What’s strange is that I know that the database I’m classifying against contains many of these species (I built the database myself). For example, the expected taxonomy for MockIM7 is k__Animalia;p__Arthropoda;c__Insecta;o__Trichoptera;f__Leptoceridae;g__Ceraclea;s__Ceraclea maculata and indeed if we search for that species in the reference database being used, there are multiple distinct sequences identified:

4161825;Insecta;Trichoptera;Leptoceridae;Ceraclea;Ceraclea maculata
8277685;Insecta;Trichoptera;Leptoceridae;Ceraclea;Ceraclea maculata
2549710;Insecta;Trichoptera;Leptoceridae;Ceraclea;Ceraclea maculata
2549712;Insecta;Trichoptera;Leptoceridae;Ceraclea;Ceraclea maculata
3747815;Insecta;Trichoptera;Leptoceridae;Ceraclea;Ceraclea maculata

So it should be identified by an alignment approach, but for some reason there isn’t any match being detected.

I’d appreciate any insights on to how to further troubleshoot.

Cheers,
Devon

:+1: that is where I would start too. Surprising that there is no impact.
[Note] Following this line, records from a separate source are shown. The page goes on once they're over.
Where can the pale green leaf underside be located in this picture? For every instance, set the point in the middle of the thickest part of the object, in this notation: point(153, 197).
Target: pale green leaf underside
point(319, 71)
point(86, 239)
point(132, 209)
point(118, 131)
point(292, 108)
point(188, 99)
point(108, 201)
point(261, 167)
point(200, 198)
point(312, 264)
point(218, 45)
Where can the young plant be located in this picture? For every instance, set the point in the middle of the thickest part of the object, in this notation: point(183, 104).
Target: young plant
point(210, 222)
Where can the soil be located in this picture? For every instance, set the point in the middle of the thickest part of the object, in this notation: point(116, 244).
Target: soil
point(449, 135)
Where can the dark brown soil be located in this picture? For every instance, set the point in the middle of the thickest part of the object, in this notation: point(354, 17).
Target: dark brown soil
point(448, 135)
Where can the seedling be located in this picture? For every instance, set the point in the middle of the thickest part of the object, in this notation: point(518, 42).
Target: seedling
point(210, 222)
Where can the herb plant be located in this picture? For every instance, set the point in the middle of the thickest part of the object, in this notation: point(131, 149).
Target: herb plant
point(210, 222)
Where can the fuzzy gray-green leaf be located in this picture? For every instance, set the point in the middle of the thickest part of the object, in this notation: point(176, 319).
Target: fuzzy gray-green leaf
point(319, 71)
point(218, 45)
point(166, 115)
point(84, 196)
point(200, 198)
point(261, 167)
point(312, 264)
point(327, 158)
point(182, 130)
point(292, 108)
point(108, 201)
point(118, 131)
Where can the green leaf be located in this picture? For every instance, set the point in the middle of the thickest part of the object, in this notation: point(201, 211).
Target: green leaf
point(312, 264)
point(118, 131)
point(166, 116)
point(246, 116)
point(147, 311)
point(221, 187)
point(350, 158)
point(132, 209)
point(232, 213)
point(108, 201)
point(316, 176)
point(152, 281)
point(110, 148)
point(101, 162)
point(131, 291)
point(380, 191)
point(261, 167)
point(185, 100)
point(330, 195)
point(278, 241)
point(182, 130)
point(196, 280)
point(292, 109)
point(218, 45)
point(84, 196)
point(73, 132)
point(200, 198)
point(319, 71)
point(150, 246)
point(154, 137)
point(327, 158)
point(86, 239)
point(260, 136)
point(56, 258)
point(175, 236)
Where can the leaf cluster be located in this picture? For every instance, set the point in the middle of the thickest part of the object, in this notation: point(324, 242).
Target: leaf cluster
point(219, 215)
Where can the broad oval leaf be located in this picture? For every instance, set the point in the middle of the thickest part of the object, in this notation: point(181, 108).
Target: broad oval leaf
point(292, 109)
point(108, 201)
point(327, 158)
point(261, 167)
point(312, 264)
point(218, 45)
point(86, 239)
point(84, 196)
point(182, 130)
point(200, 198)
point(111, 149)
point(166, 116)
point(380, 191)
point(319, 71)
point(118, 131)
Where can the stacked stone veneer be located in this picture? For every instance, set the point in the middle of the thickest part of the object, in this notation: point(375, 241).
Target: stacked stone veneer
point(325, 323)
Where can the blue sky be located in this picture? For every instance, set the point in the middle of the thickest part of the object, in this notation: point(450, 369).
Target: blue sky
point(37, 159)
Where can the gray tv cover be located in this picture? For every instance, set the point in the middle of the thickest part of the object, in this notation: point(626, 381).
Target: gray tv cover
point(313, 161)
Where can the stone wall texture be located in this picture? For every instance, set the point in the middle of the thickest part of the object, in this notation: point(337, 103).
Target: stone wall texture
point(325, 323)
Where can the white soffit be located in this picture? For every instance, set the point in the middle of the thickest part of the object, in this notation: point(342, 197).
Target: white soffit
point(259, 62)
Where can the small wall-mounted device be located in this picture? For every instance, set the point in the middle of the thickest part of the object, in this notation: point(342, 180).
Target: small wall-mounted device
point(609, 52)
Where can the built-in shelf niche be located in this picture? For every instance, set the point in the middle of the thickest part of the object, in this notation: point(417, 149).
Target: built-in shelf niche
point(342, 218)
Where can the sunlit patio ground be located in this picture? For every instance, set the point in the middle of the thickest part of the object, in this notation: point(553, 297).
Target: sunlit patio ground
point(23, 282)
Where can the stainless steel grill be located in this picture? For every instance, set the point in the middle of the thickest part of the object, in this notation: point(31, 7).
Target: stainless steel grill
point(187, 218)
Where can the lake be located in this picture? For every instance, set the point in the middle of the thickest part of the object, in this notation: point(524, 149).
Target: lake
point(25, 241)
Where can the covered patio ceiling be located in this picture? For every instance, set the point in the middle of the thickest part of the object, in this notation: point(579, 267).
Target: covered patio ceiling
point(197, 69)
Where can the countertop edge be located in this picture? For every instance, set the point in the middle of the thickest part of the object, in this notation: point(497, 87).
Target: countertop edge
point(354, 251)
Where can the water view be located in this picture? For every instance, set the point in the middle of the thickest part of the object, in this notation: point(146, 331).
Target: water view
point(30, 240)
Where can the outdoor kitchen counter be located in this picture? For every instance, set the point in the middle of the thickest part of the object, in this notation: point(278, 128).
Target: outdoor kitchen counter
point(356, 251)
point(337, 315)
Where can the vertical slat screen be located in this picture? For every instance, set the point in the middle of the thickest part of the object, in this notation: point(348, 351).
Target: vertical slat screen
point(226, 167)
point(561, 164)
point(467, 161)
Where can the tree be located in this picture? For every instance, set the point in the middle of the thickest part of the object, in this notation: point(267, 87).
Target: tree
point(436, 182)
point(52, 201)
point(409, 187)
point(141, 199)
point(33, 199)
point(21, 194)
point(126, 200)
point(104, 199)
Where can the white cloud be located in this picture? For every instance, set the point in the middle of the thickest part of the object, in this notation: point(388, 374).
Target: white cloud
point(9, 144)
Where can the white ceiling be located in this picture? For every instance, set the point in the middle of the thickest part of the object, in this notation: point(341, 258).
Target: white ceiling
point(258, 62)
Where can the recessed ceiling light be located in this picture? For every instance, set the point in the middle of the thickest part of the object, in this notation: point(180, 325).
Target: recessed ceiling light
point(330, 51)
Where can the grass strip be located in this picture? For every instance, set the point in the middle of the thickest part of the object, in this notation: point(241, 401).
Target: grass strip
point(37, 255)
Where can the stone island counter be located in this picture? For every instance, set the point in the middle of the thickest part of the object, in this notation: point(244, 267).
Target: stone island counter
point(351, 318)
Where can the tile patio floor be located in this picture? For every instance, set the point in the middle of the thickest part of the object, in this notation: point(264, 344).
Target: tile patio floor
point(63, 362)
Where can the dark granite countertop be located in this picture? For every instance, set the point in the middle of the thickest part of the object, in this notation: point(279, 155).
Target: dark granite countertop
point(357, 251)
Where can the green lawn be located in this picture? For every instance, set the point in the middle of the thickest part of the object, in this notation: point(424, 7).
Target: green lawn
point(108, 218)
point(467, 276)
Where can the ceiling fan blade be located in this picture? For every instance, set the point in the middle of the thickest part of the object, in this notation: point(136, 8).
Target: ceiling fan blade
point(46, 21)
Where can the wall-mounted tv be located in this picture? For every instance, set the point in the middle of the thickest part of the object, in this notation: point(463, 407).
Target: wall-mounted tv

Note that Unassigned is indicating that there is no hit at all, so maxaccepts does not matter — this does not even make it past vsearch/blast.

Are you sure the sequences in your mock community resemble the reference sequences? You may want to check those reference sequences to make sure that they are not too short; if the reference is shorter than the query that likely spells trouble for the alignment-based classifiers but not kmer-based.

Important question: are those classifications species that you expect?

Since you are getting the same problem with the sintax classifier, it seems pretty clear that this is probably some discordance between your mock community and the reference sequences.

Please start there and let us know what you find, maybe share some pairwise alignment visualizations!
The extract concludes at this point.